É o preço da sociedade de massas, onde todos participam do meio político e da vida cultural por meio do uso dos meios de comunicação de massa.

A pós-verdade sem uma preocupação das massas inclusive dos profissionais do direito, dos Poderes da República e dos órgãos públicos parece ser a verdade do momento; a prévia da fake news ou notícias falsas que poderiam ser combatidas pelo senso crítico da sociedade.

Essa é a importância do jornalismo informativo o de apresentar à sociedade, aos formadores de opinião não afetos à complexidade da ciência jurídica, os dois lados da moeda, os possíveis vértices, os diversos ângulos e as inúmeras faces da questão posta em análise em todo o País.

Assim, devemos como cientistas do direito explicar à sociedade que interpretamos alguns enunciados normativos como princípios constitucionais e como tais não aplicamos o método “tudo ou nada”, ou seja, se A cometeu X, aplica-se a norma B, mas sim: se A cometeu Y, em algumas condições específicas sui generis, aplica-se a norma C.

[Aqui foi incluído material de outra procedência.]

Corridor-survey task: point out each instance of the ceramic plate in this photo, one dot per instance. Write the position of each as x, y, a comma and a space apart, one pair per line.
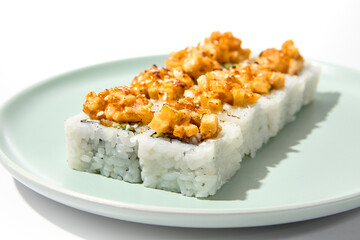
309, 170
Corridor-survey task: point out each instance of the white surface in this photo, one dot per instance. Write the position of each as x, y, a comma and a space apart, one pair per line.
40, 39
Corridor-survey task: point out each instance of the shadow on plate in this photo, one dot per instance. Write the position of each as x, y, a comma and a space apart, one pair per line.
89, 226
253, 170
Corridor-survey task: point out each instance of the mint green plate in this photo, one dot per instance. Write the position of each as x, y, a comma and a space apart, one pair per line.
310, 169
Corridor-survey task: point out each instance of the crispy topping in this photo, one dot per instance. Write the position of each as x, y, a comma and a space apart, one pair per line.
286, 60
216, 50
184, 122
162, 83
223, 74
192, 61
120, 104
224, 48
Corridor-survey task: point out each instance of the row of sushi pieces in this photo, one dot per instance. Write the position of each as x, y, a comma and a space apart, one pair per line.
193, 88
185, 127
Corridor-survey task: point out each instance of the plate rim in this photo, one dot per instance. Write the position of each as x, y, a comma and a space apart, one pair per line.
24, 175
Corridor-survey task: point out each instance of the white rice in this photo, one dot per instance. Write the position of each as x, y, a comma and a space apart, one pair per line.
192, 170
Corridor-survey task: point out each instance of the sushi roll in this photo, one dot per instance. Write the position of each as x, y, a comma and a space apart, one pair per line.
186, 127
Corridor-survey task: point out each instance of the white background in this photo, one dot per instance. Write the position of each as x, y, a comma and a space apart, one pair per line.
40, 39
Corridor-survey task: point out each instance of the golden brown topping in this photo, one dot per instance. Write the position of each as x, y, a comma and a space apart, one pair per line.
190, 110
120, 104
184, 120
208, 56
224, 48
286, 60
209, 126
193, 61
162, 83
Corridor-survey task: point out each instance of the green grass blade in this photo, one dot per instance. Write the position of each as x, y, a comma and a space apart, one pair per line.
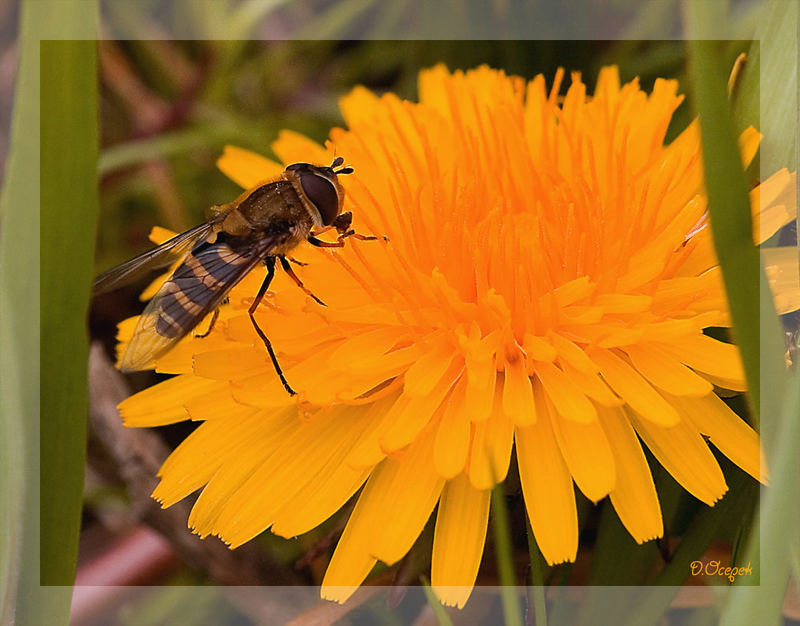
505, 558
537, 593
439, 612
69, 204
21, 396
19, 333
728, 200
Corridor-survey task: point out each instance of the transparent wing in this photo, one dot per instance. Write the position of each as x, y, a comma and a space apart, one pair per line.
193, 291
157, 258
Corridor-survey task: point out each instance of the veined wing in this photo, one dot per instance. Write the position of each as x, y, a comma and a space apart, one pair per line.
157, 258
193, 291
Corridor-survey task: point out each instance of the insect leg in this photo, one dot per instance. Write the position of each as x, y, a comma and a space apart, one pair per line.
270, 263
325, 244
288, 269
210, 326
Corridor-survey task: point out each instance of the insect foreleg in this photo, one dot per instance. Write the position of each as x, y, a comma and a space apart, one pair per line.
288, 269
325, 244
270, 263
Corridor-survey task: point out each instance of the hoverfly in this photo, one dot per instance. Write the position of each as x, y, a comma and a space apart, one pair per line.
261, 226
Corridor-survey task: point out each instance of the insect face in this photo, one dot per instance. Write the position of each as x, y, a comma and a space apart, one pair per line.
320, 188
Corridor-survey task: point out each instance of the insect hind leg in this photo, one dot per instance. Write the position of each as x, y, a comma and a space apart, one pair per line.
270, 263
288, 269
214, 317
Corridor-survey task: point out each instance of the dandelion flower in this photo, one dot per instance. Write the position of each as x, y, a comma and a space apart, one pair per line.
545, 286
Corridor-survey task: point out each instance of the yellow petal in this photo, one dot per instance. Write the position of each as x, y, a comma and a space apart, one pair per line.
587, 453
164, 403
422, 376
481, 380
749, 141
782, 268
257, 439
458, 540
491, 448
367, 451
774, 204
685, 455
350, 563
707, 355
592, 385
303, 455
518, 393
666, 372
397, 501
451, 445
572, 354
634, 389
547, 487
181, 474
410, 414
634, 495
726, 430
564, 394
246, 168
230, 362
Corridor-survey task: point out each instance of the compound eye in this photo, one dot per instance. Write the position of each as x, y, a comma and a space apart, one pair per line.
322, 194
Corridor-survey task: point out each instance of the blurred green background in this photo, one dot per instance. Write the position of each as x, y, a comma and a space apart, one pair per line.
166, 108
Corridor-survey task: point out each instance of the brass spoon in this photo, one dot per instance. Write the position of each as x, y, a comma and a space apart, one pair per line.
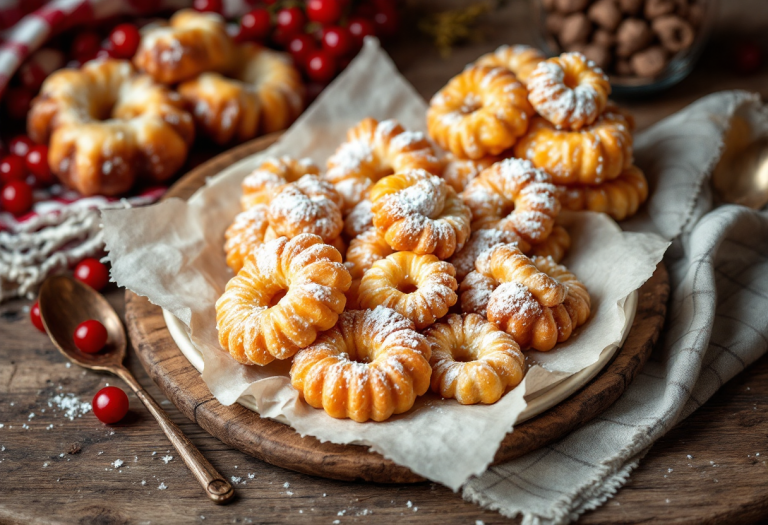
741, 176
64, 304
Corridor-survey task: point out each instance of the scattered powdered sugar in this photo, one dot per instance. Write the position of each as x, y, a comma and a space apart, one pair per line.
70, 404
513, 299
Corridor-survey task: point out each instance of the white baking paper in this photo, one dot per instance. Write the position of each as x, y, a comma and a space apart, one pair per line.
172, 253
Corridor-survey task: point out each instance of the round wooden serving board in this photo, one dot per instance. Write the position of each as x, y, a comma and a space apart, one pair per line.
280, 445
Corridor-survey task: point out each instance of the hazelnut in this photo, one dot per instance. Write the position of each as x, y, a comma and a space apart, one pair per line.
605, 13
576, 29
554, 23
649, 62
674, 33
571, 6
598, 54
654, 8
603, 38
632, 35
623, 68
630, 7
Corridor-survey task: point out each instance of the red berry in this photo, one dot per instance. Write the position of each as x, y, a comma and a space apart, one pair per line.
16, 197
360, 28
20, 145
17, 101
90, 336
12, 168
37, 163
32, 76
300, 46
324, 11
748, 57
110, 404
337, 41
212, 6
85, 46
255, 25
386, 20
91, 272
34, 316
321, 66
291, 21
125, 40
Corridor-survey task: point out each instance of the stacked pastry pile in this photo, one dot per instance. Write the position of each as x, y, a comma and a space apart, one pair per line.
407, 264
112, 122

É dizer, a ciência do direito é uma ciência social, portanto extremamente volátil e maleável, deve não só mudar com as alterações culturais, morais e sociais da sociedade, como também considerar o caráter mutante e as consequências sociais de suas decisões.

Em suma podemos colocar todos esses ingredientes no liquidificador para tentar produzir uma decisão que leve em conta tanto as consequências sociais e jurídicas como a liberação de centenas ou milhares de presos já condenados por órgão colegiado que cometeram crimes violentos – mais ou tão graves quanto os de corrupção como homicídio, latrocínio, estupro, organizações criminosas, logo, já afastados em tese de eventuais erros do juiz singular ou de tribunal do júri – quanto dar efetividade ao cumprimento provisório da pena enxergando o risco tanto das prescrições quanto das impunidades a posteriori.